There was a thread awhile back about one benchmark being filled with spelling errors, grammar errors, and wrong answers. In many cases there were multiple correct answers but one was picked as the correct answer for no particular reason. Creating a benchmark for the subjective task of "is this text good?" seems to be pretty hard. It's even harder when the people creating the benchmark have a poor grasp of language.

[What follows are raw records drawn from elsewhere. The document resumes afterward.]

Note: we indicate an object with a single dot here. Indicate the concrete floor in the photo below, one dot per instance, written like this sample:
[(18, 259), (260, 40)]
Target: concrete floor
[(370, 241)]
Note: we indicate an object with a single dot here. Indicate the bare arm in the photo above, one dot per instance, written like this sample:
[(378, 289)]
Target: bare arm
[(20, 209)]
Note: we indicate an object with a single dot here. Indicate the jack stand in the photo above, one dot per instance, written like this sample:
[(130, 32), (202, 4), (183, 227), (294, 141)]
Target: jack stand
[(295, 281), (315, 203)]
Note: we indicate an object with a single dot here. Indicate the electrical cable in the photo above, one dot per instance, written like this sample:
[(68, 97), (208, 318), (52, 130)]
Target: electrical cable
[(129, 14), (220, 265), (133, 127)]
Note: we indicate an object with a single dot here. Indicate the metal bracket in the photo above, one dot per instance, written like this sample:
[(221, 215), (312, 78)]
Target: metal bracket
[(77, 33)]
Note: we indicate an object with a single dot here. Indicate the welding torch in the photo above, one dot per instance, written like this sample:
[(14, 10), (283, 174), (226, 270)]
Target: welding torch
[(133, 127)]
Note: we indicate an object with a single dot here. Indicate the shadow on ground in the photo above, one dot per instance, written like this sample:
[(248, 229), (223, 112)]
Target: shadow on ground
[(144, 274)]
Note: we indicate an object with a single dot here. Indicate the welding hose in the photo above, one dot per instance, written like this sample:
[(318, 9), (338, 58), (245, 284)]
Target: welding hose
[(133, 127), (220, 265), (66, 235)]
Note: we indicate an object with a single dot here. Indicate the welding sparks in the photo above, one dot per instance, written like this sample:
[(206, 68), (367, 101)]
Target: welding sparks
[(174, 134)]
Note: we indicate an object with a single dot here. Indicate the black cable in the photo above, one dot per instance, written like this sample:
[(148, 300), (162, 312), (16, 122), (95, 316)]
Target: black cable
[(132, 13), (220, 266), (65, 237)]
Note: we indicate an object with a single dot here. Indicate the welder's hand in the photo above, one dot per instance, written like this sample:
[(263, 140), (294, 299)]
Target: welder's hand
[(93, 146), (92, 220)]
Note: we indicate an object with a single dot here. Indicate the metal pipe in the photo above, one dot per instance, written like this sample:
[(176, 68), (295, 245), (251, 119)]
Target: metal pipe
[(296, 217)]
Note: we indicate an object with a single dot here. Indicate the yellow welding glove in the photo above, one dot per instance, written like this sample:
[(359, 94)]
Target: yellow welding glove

If I were to ask a language model "Describe an apple." There are many correct answers, none more correct than the others. Multiple independent humans would have to go over the answers and make subjective decisions on if the LLM answerded well. This becomes much more difficult with better LLMs because the prompts and answers have to become more complex, which makes reviewing the answers harder and more time consuming.

red75prime t1_j1899a0 wrote on December 22, 2022 at 11:49 AM

#1,006,527

Replying to yaosio (#999,136)

GPT-3: Sure, I can tell you power output of the sun. It would be 3.8 x 1026 W or 3.234 kW. I'm glad to help.

Think_Olive_1000 t1_j1cvpnz wrote on December 23, 2022 at 10:37 AM

#1,020,436

Replying to oathbreakerkeeper (#1,000,474)

Chain of thought

drd13 t1_j1h3gvy wrote on December 24, 2022 at 8:00 AM

#1,035,998

Replying to [deleted] (#998,716)

Similarly to T5 (abd Bert) the model is pre-trained by predicting some randomly masked spans of words. However the way these spans of words are predicted is different.

In T5, masked words are generated one-by-one autoregressively (i.e. use a softmax over vocabulary to generate words one by one). Here a set of candidate possible spans, covering your whole trained corpus is preliminarily created and the model looks at all the candidate spans and chooses the one it thinks is the best (using a contrastive loss).